The central and local governments' budgeted income rose 3.8 percent from a year earlier to 16.7 trillion yuan in the first 10 months of this year, slower than the 7.4 percent growth rate in the January-to-October period in 2018, the ministry reported on Tuesday.
By comparison, fiscal spending reached a total of 19.06 trillion yuan from January to October, up by 8.7 percent from a year earlier, and 1.1 percentage points higher than the growth rate in the same period in 2018, the official data indicated.
To offset economic slowdown risks and maintain stable spending, the central government has increased the budgeted deficit, and increased the usage of a special fund that was set up to stabilize the budget, according to a document from the Ministry of Finance.
Local governments, which collected 8.7 trillion yuan in the first 10 months, have taken measures to increase nontax income including selling some assets, the document said.
Several provincial-level governments, including Hubei and Jilin, have cut the budgeted fiscal expenditure, mainly because of the reduction of tax income, it showed.
Finance Minister Liu Kun said at a news conference in September that China will be able to achieve its annual fiscal budget goals this year, and the total tax and fee reduction may exceed 2 trillion yuan.
Experts said that the tax and fee cuts may continue in 2020, maintaining a measure to increase companies' profit and encourage their investment, but not as strong as 2 trillion yuan, given the financial difficulties the government is facing.

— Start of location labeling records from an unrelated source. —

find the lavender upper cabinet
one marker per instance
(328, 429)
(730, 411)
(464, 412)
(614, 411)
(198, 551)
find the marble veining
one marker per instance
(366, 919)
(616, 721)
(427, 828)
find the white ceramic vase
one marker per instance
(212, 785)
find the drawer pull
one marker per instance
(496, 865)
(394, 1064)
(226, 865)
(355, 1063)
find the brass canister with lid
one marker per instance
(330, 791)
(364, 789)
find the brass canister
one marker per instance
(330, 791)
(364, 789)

This year, the targeted deficit-to-GDP ratio was set at 2.6 percent. "It is not necessary to largely adjust the fiscal deficit ratio in 2020, and the benefits of the tax cut will gradually appear," said Tang Jiqiang, a professor at Southwestern University of Finance and Economics.
In October, China's tax income dropped around 4 percent year-on-year. It was the fifth consecutive month that recorded a negative rate compared with a year ago, the Ministry of Finance said. Among the different taxes, individual income tax declined the most, at a rate of 28.6 percent in October from a year earlier. The growth rate of the value-added tax was 3.2 percent, slower than 10.3 percent in October 2018.
However, China's fiscal position would remain significantly stronger than those of most developed economies, said Yu Yongding, a senior economist with the Chinese Academy of Social Sciences.
China has the space to implement a policy package to tackle the risks of a continued growth slowdown, especially on the fiscal front, while the side effects and limits of such a package should also be taken into account, said Yu.
To further spur the economy, China has eased the restrictions on infrastructure construction financing, allowing many fixed-asset investment projects to lower the capital ratio. The authorities also permitted local governments to use part of special-purpose bonds as project capital to support major national infrastructure projects.